When is the doctor coming?

Wearing a face mask covers the patch of gray that is now my beard. When the lady at the cash register confuses me for one of the college students, I smile inside. I suddenly realize that the mask makes me look decades younger… and I like looking younger! As middle age has stealthily set in, I now grasp at any bit of youth that I can hold onto. However, this was not always true. I think back to more than a decade ago.

“I know you just came out of that hospital room,” the nurse tells me in a hushed tone, “but the patient is asking when the doctor will be coming.”

A flush of emotion comes over me, somewhere between embarrassment and anger. I’m the doctor! I just saw her… I was trying to finish up work for the day as fast as I could so that I could get home, and this just slows me down. I suddenly felt like an invisible 4-year-old in the world of adults.

I had gone into the patient room and done all the doctor things: asked her how she was doing, examined her abdomen, told her the plan for the day. I was just headed to write a note and some orders in her chart… But the patient thought I was someone else: a student? a nurse? I was suddenly aware of my appearance. I had been working in the hospital overnight, so I was dressed in light blue hospital scrubs. I had taken off the white coat with my name tag. I looked young. I was the person in charge of her care for the day, and yet she had not recognized me as the doctor.

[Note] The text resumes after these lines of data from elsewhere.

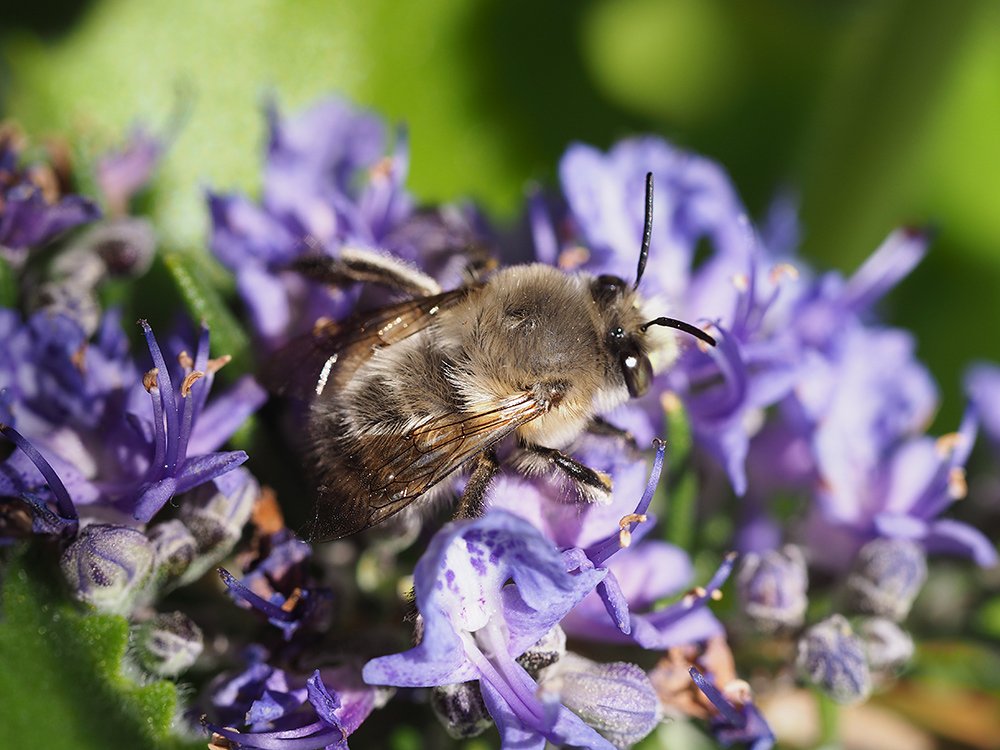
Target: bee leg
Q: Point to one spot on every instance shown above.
(486, 467)
(603, 428)
(588, 479)
(366, 266)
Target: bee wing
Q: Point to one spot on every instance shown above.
(303, 367)
(396, 469)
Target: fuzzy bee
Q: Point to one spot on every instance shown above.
(411, 394)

When crafting a good story, it is important to introduce the characters appropriately. In that moment, I recognized the importance of the assumptions that my appearance can create. I committed to wearing the symbols of my profession, long white lab coat embroidered with my name, stethoscope around my neck, hospital ID tag visible… and for good measure always introducing myself after entering a room, “Hi, I’m Dr. Joel Ying. I’m the doctor taking care of you today.” In fact, looking older is the whole reason I started growing a beard.

While the skill and knowledge of doctoring has nothing to do with appearance, I needed patients to know that I was the doctor in order to get my work done efficiently. I needed to be aware of all the assumptions that my patients (or my audience) will make when they create the story in their head because it does not always match the story going on in my head.

How can you get the story in your head to match the story in the heads of the people around you?

Hmmm… looking younger… maybe it’s time for me to shave the gray? No, I’m too lazy… I’ll just change my story. This gray beard does NOT make me look old… it makes me look “distinguished.” Right?